How do you train a robot to wash the dishes? This is a simple task, but training it to understand all the different small tasks within it is very complex.
A new method developed by researchers at Carnegie Mellon University shows a very simple strategy. Have your robot watch tons of videos. you are doing.
Innovative robot learning technology: In a recent paper, researchers found how to use two robots to successfully perform 12 household tasks, including taking pots off the stove, opening drawers and cabinets, and interacting with produce and objects such as knives and trash cans. I explained how I was trained.
a modern robot can perform these tasks. However, the characteristics of the new approach are: how The robot learned its behavior by watching videos of humans manipulating objects in the kitchen.
Traditional strategies require humans to manually program robots to perform specific actions or train them in simulated environments before trying out new tasks in the real world. Both strategies can be slow and unreliable.
The new technique, used in previous research by the Carnegie Mellon University team, trains robots to learn tasks by watching humans perform tasks in a controlled environment. The new method does not require a human to model the behavior in front of the robot. Instead, the robot “sees” an egocentric video (i.e., a camera on its forehead) of a human performing a specific task, and uses that information to begin practicing the task. They learned how to do it successfully in about 25 minutes.
To train the robot, the team developed a model based on the concept of ‘affordances’. This is a psychological term that refers to what the environment offers us in terms of possible behaviors. For example, a frying pan handle makes it easier to lift the frying pan.
By watching videos of humans doing household chores, the robots were able to recognize patterns in how humans were more likely to interact with certain objects. It then used that information to predict which set of actions it would need to perform to perform a given task.
The research team reported that their method, tested on two robots for over 200 hours in a “playing kitchen” environment, outperformed previous methods for real-world robotic tasks.
It’s worth noting that robots weren’t just watching people do things over and over again. same rather than the kitchen a lot of different Kitchen – Each may have different looking pots and drawers. In other words, the robot learned to generalize new skills.
It’s a capability made possible by advances in computer vision.
Computer vision: When training an AI to perform a task, it is much easier to train a language processing system like ChatGPT to write an essay than to train a robot to wash dishes. One reason is that it’s difficult to move robots properly in physical space, especially in new spaces. After all, not all kitchens are the same.
But there is also the problem of computer vision, the field of artificial intelligence that trains computers to “see.” Training computers to derive meaningful information from images has proven very difficult for decades.
First, let’s consider what the human process involves.
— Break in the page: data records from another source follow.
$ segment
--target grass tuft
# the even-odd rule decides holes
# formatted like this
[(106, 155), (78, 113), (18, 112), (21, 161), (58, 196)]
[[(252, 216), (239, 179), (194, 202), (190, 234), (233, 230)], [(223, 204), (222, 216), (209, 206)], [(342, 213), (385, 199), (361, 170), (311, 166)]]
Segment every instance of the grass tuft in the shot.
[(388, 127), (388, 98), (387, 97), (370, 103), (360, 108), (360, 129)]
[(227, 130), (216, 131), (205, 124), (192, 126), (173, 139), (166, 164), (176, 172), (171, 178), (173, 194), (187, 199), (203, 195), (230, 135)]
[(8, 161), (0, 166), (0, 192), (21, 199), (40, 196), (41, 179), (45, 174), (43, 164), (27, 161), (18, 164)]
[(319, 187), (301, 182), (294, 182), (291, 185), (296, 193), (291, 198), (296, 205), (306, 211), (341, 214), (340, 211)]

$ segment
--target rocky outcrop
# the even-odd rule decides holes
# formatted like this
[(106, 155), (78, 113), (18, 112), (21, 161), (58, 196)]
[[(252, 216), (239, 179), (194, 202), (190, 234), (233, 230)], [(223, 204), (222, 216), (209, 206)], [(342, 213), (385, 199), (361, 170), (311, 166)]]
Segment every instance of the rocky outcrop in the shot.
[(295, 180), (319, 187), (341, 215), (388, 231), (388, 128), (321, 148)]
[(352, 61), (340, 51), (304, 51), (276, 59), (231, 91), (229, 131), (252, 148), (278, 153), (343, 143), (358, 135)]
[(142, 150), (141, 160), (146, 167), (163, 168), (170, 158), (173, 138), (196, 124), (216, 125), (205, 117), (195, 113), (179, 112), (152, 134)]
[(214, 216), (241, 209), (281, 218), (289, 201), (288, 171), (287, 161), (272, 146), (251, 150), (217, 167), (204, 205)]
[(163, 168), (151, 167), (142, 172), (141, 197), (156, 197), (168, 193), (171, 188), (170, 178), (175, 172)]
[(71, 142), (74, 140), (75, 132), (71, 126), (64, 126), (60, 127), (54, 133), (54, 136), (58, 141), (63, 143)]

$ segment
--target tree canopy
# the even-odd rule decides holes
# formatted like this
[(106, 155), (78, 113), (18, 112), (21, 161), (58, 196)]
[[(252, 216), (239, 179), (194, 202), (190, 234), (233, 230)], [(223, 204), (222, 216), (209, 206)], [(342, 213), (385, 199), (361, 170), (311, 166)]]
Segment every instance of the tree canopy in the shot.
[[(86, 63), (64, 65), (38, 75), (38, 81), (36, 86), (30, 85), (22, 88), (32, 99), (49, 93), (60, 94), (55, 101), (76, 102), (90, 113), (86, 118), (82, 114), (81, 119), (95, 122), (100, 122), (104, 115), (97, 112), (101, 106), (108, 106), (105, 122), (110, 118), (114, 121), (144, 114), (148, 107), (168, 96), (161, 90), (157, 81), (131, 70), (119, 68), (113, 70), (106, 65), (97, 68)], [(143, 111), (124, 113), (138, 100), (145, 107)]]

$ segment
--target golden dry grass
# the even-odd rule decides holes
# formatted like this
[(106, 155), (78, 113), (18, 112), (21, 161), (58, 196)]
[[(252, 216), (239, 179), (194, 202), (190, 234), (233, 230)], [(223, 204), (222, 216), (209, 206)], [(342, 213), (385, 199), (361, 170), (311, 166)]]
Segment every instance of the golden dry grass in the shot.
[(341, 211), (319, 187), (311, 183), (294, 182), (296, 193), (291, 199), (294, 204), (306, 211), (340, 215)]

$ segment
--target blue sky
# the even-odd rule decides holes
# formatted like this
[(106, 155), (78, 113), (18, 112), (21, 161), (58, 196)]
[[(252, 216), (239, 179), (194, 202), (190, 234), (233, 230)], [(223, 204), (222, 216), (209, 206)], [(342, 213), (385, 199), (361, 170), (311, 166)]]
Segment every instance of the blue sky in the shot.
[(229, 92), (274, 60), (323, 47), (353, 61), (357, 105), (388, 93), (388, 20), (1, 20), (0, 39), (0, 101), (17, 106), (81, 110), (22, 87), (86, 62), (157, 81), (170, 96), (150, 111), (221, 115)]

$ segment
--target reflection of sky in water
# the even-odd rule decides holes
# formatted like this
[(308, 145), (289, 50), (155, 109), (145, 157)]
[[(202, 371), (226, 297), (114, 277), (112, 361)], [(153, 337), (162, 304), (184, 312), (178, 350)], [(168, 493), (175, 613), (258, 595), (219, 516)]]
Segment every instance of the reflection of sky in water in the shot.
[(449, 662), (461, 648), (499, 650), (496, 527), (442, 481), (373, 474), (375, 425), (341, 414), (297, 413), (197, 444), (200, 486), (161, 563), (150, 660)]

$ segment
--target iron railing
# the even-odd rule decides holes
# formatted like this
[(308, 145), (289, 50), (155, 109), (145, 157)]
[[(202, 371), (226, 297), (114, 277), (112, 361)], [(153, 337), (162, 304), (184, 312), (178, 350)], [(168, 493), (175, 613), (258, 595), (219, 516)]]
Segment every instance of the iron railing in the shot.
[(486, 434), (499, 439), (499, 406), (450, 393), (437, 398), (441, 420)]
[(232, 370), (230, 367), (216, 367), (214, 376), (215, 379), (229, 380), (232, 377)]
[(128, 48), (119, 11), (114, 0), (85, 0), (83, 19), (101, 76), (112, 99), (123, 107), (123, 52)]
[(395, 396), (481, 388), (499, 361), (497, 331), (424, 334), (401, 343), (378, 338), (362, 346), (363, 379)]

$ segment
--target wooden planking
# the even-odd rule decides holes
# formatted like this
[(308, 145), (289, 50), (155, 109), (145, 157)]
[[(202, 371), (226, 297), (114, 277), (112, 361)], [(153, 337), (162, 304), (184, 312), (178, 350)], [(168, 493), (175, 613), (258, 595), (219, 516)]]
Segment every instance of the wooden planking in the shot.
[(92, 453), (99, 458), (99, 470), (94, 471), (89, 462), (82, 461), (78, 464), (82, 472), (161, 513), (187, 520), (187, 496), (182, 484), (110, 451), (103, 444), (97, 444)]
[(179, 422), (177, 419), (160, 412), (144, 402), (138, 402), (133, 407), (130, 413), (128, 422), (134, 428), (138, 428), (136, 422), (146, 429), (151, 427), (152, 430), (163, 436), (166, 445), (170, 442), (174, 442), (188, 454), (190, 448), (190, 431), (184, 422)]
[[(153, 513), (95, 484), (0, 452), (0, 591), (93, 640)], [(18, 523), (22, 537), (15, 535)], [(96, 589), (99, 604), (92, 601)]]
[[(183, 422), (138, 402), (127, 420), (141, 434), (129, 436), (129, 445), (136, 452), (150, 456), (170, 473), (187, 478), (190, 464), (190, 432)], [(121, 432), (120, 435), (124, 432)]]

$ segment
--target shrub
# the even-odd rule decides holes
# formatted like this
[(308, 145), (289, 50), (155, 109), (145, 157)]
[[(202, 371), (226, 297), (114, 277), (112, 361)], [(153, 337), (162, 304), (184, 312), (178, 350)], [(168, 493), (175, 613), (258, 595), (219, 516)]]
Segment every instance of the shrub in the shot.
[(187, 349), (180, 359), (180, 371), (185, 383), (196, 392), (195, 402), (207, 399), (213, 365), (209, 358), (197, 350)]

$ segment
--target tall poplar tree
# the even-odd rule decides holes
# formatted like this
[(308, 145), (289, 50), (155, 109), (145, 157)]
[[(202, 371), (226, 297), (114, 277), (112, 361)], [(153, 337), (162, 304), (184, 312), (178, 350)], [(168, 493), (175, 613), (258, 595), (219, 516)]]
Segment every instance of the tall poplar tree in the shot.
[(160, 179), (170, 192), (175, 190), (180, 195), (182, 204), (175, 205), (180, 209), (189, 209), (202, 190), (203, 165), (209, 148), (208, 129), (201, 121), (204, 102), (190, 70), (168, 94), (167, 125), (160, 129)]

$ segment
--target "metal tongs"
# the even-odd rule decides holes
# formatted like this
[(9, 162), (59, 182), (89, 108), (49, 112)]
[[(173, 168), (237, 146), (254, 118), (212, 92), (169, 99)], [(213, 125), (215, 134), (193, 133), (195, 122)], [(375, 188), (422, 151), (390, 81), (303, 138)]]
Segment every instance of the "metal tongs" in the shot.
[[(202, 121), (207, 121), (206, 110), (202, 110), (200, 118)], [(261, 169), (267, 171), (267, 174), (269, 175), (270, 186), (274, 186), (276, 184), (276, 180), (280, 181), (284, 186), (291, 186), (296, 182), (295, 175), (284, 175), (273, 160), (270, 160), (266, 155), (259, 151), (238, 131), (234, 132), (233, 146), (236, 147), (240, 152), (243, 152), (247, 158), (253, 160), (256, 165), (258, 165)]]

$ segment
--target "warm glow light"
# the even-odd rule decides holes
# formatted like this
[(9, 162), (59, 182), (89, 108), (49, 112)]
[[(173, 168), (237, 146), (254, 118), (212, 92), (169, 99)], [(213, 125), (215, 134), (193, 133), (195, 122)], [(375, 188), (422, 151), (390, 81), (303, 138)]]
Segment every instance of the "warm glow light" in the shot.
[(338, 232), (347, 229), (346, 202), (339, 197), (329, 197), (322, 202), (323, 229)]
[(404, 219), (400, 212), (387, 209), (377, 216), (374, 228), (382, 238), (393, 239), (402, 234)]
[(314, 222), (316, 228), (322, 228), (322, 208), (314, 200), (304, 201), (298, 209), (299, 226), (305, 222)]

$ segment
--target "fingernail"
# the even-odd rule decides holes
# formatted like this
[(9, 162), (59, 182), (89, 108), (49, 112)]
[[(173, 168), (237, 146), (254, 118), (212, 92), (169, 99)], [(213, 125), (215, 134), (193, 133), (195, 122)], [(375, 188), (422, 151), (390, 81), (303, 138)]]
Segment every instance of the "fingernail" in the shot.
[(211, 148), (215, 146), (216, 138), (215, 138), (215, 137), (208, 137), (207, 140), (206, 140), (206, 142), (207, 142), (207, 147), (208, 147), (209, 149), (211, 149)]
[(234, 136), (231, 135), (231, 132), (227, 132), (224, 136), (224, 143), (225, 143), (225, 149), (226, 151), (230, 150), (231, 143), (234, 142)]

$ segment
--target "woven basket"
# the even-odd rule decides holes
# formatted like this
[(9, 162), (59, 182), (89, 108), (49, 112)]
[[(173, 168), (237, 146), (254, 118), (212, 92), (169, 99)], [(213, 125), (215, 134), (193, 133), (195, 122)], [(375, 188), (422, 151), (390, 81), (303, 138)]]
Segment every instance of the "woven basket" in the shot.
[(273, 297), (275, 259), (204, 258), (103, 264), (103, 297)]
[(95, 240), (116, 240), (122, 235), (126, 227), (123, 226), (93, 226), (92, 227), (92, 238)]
For example, when you walk into a kitchen, it takes a second to visually recognize the sink, stove, refrigerator, cabinets, drawers, and other tools and appliances. Not only do we recognize these objects properly, but we also recognize how to use them and recognize their affordances.
This skill does not come naturally to a computer that initially “sees” the thousands of individual pixels that form the image of the kitchen as a whole. AI researchers need to train computers to recognize pixel-by-pixel patterns by being exposed to large numbers of labeled images, and eventually learn to distinguish between stoves and sinks, for example. (Remember her CAPTCHA, “Prove you’re not a robot and choose an image on the school bus”? You’re the one training algorithms like this.)
Still, correctly recognizing objects is only part of the battle.
“[E]Even with perfect perception, it’s hard to know what to do,” the researchers wrote. “Given an image, current computer vision approaches can label most objects and even give approximate information about where they are, but this is not the way a robot can perform a task. It also requires knowing where and how to manipulate objects, and figuring this out from scratch each time in a new environment is virtually impossible for all but the simplest tasks. is.”
The affordance-based method, which the researchers call a “vision robotics bridge,” helps robots learn simple tasks primarily by minimizing the amount of training data researchers need to provide to the robot. Help streamline your methods. In a recent study, training data was obtained from a database of egocentric videos.
But Sikar Baal, lead author of the study, suggested in a press release that robots may soon be able to learn from a wide range of videos on the internet. But that may require computer vision models that don’t rely on egocentric perspectives.
“We are using these datasets in new and different ways,” says Barr. “This research could enable robots to learn from the vast amount of internet and YouTube videos available.”